The Sisters in Crime Academic Research Grant enabled me to purchase 22 books—primarily scholarly monographs and edited collections—focused on race and crime, including Simone Browne’s Dark Matters: On the Surveillance of Blackness. These books were essential to my argument in the introduction to my book manuscript and without the Sisters in Crime Grant they would have been prohibitively expensive. I will be presenting a conference-length version of that introduction at the Northeastern Modern Language conference in March 2017. I am sincerely thankful to Sisters in Crime for supporting academic research on diversity in detective fiction and I look forward to sharing the results of that research with a wider audience. 

 

Ann Rea, University of Pittsburgh at Johnstown

My book project is advancing and is aided by the Sisters in Crime grant. At present 15 contributors are working on their chapters, and I will be on sabbatical this spring and will write my own chapter about domesticity and espionage, using the books I have purchased with the grant.

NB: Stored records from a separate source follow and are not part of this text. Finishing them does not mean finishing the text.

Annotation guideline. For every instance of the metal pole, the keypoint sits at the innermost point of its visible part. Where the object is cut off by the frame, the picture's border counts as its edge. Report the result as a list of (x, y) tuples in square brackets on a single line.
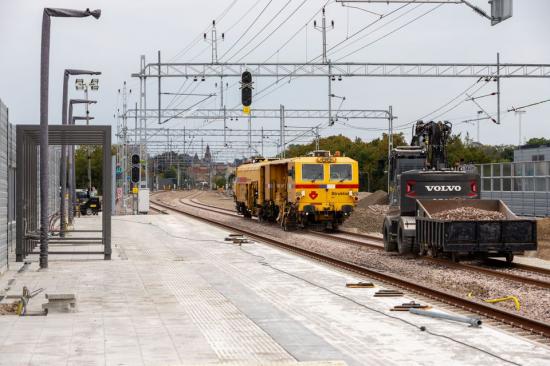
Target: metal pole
[(72, 179), (329, 96), (44, 143), (498, 88), (317, 137), (145, 157), (324, 31), (142, 82), (390, 143), (63, 164), (159, 87), (88, 148), (519, 113), (44, 153), (250, 134)]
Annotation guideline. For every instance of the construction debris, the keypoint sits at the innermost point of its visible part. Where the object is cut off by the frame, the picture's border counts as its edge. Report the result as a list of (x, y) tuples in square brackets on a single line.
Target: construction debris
[(360, 285), (469, 214), (9, 309), (507, 298), (410, 305), (388, 293), (60, 303), (473, 322)]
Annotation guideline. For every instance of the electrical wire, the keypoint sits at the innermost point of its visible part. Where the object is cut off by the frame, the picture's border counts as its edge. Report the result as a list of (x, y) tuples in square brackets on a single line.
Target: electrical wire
[(393, 31), (294, 12), (383, 16), (260, 32), (247, 29)]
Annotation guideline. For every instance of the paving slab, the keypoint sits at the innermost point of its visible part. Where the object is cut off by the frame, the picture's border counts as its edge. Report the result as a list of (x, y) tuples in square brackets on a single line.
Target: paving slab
[(175, 293)]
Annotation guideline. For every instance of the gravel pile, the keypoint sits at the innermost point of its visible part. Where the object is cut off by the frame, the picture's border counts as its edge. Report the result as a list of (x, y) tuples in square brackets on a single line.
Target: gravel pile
[(217, 199), (8, 309), (469, 214), (375, 198), (535, 302)]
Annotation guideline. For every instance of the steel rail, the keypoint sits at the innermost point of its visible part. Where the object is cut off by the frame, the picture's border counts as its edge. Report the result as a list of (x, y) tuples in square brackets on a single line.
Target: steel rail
[(463, 266), (503, 316), (378, 246)]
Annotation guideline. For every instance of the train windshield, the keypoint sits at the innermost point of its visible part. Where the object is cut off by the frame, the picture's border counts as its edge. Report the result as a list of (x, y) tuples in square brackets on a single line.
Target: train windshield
[(312, 172), (340, 172)]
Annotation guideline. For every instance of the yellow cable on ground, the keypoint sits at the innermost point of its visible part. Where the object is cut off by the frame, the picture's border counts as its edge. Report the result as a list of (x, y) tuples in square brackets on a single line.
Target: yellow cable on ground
[(500, 299)]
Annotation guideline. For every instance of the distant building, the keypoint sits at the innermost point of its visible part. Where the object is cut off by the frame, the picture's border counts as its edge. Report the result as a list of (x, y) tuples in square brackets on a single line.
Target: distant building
[(205, 169), (523, 185), (532, 153)]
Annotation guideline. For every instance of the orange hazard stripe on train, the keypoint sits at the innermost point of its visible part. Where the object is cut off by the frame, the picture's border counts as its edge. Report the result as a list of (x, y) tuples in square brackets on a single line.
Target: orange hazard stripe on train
[(325, 185)]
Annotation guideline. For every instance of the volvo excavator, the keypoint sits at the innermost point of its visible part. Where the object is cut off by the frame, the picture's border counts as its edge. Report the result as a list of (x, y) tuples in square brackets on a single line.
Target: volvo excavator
[(421, 183)]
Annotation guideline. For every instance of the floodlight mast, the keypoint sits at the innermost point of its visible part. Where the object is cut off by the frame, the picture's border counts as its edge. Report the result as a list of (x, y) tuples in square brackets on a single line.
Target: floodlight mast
[(93, 84), (47, 14), (64, 160)]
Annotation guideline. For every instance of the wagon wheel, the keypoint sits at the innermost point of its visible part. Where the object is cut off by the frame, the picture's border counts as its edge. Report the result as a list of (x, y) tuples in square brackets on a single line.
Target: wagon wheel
[(509, 257)]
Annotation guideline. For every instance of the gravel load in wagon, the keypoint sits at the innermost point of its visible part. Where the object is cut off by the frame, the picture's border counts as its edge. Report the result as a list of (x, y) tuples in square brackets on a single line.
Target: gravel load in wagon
[(473, 226), (469, 214)]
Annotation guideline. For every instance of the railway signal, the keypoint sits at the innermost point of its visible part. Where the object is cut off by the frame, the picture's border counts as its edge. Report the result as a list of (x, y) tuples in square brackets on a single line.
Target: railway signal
[(135, 168), (246, 90)]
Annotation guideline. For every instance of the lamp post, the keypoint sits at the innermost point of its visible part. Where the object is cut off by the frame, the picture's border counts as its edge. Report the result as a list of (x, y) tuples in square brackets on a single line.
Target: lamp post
[(72, 176), (63, 167), (93, 84), (44, 143)]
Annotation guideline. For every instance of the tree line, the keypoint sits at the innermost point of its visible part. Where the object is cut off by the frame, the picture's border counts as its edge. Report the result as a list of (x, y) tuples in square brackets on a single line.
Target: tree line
[(372, 156)]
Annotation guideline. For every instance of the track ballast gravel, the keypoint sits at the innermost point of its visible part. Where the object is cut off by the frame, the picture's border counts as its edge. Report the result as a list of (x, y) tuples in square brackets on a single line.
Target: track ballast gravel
[(535, 302)]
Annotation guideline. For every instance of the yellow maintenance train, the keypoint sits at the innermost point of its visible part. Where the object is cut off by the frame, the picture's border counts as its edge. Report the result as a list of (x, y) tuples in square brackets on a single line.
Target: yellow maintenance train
[(317, 190)]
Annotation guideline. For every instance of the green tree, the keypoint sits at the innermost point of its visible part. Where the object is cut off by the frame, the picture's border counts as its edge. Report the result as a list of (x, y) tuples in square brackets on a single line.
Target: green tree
[(538, 141), (220, 181), (372, 156)]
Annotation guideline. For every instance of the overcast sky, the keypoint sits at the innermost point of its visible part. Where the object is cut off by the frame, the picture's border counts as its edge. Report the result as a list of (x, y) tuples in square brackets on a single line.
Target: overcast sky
[(130, 28)]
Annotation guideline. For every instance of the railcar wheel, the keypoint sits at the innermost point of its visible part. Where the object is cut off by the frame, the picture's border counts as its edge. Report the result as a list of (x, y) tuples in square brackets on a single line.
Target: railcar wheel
[(509, 257), (389, 244), (455, 257), (404, 244)]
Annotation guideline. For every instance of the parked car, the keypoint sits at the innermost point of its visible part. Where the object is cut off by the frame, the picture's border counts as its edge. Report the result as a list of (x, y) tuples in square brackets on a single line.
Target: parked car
[(91, 207)]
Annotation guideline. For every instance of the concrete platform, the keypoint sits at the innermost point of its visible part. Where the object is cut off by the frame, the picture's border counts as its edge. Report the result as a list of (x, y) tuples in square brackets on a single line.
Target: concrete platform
[(176, 293)]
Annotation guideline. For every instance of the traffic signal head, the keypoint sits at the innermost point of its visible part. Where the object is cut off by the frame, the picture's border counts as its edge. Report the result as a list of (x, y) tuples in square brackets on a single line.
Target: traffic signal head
[(246, 93), (246, 78), (135, 174), (246, 88)]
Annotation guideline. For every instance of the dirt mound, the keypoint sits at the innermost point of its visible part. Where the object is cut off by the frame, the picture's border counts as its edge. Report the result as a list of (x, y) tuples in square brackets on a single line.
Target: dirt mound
[(377, 198)]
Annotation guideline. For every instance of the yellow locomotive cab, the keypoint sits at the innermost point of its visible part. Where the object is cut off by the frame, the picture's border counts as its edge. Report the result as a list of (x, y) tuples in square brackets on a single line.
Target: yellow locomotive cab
[(317, 190)]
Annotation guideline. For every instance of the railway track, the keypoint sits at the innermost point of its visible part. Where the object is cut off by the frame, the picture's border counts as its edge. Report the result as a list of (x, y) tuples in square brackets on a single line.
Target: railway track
[(376, 243), (501, 316)]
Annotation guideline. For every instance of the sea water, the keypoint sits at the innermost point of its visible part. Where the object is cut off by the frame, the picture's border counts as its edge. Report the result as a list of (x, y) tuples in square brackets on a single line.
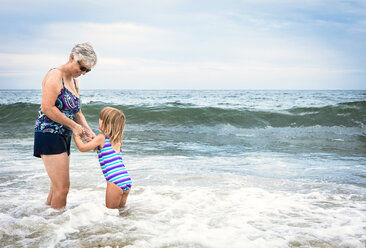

The proposed chapters that I accepted cover a wide range of topics including the following:

• the genre hybrid of romance and espionage fiction in Helen MacInnes;
• two chapters on Bond novels and films, one exploring the narratives as misreadings of the women characters by Bond and another focusing on overlaps between colonialism and the portrayal of the "girls;"
• Agatha Christie's They Came to Baghdad as a challenge to espionage fiction's conventional reliance on a masculine, imperialist perspective in its use of a woman protagonist with a tourist's gaze;
• a chapter about women and ageing in fiction and film adaptations of fiction by Ian Fleming and John Le Carre;
• Nancy Mitford's portrayal of the glamourous woman spy in her novel Pigeon pie;
• an exploration of tourism and gender in Helen MacInnes's work;
• an examination of the television series The Americans as a nostalgic portrayal of the nuclear family in 1950s America;
• the queer masculine doubling in Ian Fleming's From Russia with Love;
• Ian Isherwood's spy fiction and queer modernism.

I believe that this collection will open areas of discussion in espionage fiction, a sub-genre of crime fiction.

The contributors include three critics who are particularly notable in their fields: Rosie White, who published Violent Femmes, an examination of women in spy films and television; Judy Suh who published an important book about fascism in interwar Britain; and Christine Berberich who has published widely in examinations of national identity construction in modern Britain.

When I receive the chapters at the end of June I will compile the book proposal for submission to the publisher and will begin to edit the chapters. After I return the chapters to their authors with my suggestions for revisions I will begin drafting my introduction which I expect to explore what the chapters reveal about gender's role in constructions of national identity, ideas about the sphere of espionage as oppositional to the domestic, and constructions of gender and sexuality as they uphold ideas about international relations.

Thank you again for your support. Without the Sisters in Crime grant I would have to juggle the use of library copies of the major criticism of spy fiction. Instead, I now own the books and can make them available to many of the contributors.